Wednesday, January 03, 2007

The Dewey system

Fulham v Watford

New Year’s Day, Monday 1st January 2007

As his mother had not returned from her New Year’s revelries, Joss, who’d spent the night at his friend’s, was home alone without the money or means to get to Watford Junction and onto a train for Euston. Fortunately, Faisel was able to pick him up and ensure he got safely onto a delayed Silverlink service. I met him there and we tubed it to Hammersmith and walked the twenty five minutes along Fulham Palace Road to Craven Cottage. After I told him they’d held Chelsea on Saturday, Joss thought we’d lose this match. I was hoping their exertions combined with our shorter-than-usual match meant we might have a little more in the fuel tank.

There were barcodes on the tickets, which were read at the turnstiles, but still a steward at the gate. Pointless rationalisation. We had tops removed from our bottles (I was rehydrating myself) and walked behind the length of the Putney Stand - vibrating with our fans’ enthusiasm – to our seats on the left side near the front. A couple of kids who sit in front of us in the Rookery were in front of us here too. We kicked off and the fans kept up the noise but in the sixth minute Fulham (bloody ex-Horn Heidar Helguson again – this time with his head) had the ball in the back of the net. The Fulham crowd to the left of us, silent until now, were up and celebrating but I joined the Watford fans in taunting them (for their silence thus far, I guessed).

Watford were having trouble maintaining possession and Danny Shittu went off injured after only thirty minutes. Helguson put the ball in the net again but this was disallowed for offside and again we taunted the Fulham crowd, which was so quiet that the chant “Is this a library?” had been asked by the travelling Yellow Army. Our best chance of the half was headed over by Tommy Smith. In the break, we drank hot chocolate from my flask and identified the flags in the programme denoting the players’ nationalities.

Smith didn’t come out for the second half (Boothroyd later claimed it was the worst half of football of our season so far but I am not convinced) but was replaced by Henderson to the dismay of some around us. There is an element which sings his name though, and had even done so as he warmed up on the touchline in the first half. It can only be based on previous form. His first shot was weak though on target and somehow he was penalised when Fulham defender and keeper collided, resulting in an eight minute delay and the stretchering off of Anti Niemi, who’d landed head first. I hoped the reserve keeper would be out of practice but even the thought is merely a triumph of naivety over experience.
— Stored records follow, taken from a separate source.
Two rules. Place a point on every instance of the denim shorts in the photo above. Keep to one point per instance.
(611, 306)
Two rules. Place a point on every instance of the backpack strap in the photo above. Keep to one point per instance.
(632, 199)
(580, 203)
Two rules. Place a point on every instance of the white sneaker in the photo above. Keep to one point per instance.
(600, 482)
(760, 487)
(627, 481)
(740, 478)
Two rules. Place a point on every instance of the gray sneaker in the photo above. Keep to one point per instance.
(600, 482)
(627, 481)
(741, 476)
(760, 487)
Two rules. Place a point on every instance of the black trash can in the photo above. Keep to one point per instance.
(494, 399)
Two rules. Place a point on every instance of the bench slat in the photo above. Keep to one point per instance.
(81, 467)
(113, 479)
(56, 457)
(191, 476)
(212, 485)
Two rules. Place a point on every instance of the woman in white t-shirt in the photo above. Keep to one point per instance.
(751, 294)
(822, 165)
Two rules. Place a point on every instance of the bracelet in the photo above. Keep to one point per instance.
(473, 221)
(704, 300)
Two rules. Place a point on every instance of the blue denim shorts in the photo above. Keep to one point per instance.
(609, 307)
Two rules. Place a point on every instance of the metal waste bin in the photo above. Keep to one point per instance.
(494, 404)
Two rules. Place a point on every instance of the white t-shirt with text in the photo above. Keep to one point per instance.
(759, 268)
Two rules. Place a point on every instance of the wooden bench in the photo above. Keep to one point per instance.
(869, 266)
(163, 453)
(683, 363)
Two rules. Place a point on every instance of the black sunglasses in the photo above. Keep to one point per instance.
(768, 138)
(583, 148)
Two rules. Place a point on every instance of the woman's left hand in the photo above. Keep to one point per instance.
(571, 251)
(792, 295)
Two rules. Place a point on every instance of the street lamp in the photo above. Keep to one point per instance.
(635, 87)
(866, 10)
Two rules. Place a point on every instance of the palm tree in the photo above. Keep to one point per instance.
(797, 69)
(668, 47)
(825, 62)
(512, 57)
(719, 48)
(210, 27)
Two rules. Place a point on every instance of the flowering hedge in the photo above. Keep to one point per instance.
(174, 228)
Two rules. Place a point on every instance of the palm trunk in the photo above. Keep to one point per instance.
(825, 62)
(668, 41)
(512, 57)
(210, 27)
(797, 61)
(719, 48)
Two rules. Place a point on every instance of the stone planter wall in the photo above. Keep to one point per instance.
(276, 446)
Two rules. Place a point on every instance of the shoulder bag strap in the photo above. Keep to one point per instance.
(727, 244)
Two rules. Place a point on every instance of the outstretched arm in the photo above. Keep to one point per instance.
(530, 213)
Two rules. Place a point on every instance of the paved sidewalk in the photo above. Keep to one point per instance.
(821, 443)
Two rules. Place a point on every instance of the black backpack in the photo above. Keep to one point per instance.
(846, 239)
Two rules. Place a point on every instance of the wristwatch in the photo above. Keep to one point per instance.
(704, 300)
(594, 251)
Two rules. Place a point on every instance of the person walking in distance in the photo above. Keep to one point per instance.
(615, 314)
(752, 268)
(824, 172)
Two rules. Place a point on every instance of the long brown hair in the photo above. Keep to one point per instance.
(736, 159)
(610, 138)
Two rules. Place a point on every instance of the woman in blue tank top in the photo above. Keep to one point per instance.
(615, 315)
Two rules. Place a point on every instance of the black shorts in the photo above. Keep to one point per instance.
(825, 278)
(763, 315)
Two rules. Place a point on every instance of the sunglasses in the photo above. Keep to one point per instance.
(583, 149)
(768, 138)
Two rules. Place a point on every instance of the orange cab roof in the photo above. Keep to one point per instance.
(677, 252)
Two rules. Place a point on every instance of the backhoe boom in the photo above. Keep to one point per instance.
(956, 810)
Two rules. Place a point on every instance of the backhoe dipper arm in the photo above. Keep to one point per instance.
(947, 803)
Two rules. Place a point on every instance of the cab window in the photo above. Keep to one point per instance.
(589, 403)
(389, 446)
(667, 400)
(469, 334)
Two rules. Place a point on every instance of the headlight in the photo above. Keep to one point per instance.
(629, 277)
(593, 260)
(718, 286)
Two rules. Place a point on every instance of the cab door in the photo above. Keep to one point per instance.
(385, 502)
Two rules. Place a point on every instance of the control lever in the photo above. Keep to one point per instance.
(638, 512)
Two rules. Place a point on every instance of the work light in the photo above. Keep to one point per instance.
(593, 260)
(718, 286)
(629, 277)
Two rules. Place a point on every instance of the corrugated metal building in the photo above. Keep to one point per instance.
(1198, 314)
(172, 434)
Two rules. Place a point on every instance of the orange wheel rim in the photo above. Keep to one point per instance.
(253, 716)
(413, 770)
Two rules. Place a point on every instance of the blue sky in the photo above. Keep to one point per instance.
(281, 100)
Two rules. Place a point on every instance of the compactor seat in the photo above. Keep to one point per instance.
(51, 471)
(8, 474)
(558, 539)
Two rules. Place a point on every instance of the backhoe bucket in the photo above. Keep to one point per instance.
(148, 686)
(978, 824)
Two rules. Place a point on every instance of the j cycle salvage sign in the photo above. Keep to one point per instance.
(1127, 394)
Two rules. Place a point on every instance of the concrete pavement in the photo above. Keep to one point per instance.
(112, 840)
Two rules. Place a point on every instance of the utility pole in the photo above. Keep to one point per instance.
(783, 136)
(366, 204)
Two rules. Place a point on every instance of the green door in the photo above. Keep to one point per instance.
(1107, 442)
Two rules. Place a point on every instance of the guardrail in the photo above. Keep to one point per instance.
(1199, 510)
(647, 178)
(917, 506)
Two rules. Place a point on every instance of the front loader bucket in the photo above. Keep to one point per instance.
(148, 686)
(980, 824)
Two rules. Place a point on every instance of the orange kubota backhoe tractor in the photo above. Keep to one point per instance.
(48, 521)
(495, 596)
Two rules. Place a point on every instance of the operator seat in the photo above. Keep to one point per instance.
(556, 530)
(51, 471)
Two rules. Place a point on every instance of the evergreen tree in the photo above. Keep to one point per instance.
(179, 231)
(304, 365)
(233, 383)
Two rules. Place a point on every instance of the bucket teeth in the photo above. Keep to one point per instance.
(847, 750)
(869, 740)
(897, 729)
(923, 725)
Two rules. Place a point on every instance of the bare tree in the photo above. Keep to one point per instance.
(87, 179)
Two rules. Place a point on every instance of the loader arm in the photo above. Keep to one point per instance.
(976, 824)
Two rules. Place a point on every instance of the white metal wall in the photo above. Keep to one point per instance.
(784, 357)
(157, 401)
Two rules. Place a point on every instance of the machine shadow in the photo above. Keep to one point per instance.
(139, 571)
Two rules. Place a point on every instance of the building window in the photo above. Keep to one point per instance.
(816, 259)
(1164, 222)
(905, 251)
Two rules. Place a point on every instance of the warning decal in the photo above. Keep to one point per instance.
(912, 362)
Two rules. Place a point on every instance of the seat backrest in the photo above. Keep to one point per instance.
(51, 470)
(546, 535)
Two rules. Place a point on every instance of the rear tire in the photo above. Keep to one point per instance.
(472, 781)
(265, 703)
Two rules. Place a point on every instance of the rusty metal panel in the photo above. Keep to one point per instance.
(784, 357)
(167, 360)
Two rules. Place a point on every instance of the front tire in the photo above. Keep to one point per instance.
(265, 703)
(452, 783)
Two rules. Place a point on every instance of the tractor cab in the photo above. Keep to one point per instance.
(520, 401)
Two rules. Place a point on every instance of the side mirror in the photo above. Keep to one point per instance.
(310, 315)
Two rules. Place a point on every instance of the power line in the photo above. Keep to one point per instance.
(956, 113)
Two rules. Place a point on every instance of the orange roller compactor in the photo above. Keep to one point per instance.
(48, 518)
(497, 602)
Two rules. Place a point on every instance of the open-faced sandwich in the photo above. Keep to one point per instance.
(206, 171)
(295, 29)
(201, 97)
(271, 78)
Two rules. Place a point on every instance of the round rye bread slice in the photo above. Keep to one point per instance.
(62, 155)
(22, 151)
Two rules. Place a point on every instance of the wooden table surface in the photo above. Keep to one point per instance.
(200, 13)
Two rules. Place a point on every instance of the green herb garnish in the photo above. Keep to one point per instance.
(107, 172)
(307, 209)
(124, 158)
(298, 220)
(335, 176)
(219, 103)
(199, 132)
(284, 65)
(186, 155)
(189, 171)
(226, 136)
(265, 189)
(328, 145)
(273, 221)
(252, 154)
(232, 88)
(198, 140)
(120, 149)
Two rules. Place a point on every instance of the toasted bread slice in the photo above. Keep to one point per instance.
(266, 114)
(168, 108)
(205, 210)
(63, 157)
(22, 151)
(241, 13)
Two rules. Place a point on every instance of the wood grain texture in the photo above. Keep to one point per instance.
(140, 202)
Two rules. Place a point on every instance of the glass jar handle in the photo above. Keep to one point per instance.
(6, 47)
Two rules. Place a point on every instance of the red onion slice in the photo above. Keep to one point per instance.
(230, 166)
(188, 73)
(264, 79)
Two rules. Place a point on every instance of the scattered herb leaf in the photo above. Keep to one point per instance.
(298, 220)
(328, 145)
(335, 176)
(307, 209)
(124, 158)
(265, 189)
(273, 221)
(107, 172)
With about 20 minutes remaining, Joss said he thought it’d end up 0-0. I frowned down at him. How could it, when it was already 1-0 to Fulham I harrumphed. It’s not, he correctly replied and drew my attention to the scoreboard behind us. The first “goal” had also been ruled offside, which is why our fans had been mocking the Fulham crowd. I’d spent almost the entire game thinking we were losing when we weren’t. It was a welcome relief as well as a bit of an embarrassment. Classify that under “not paying enough attention to the pitch.”

We urged the Golden Boys on for the nine minutes of rainy added time and Henderson produced a fantastic shot, reminiscent of Marlon King’s goal against West Ham, which thundered off the crossbar. It was certainly the best I’ve seen of him this season and you wonder whether it might have lifted his game if it had gone in. Fulham could also have won it at the death, when Ben Foster, who’d commanded his box superbly, coming out and claiming corners and through balls, was rounded by Collins John. Foster managed to push the ball out wide though and John could only hit the side netting. The game ended with Tamas Priskin, who’d looked quite sharp in the first half but quieter in the second on the right, got a second yellow.

On the train back we chatted with a QPR fan who got on at Shepherd’s Bush with his sister and who was so engrossed in conversation with us that when he got off he bade us farewell and ignored her. She called after him but was clearly then embarrassed by the event, sitting opposite those who witnessed her apparent insignificance. After pizza and pasta at home, we went bowling with Jun, Miho and Deyika and my form was so bad that big Watford Boy was beaten by smaller Watford Boy for the first time. Plus, I lost a tenner to Deyika, as I finished last of the five.

Tuesday 2nd January

Today’s paper details a transfer I heard a fan talking about as we trooped out yesterday. Watford have signed the striker Moses Ashikodi, who was released by Millwall after apparently threatening a team-mate with a knife. “One for the future” is Betty’s verdict. Let’s hope we get some for now, too.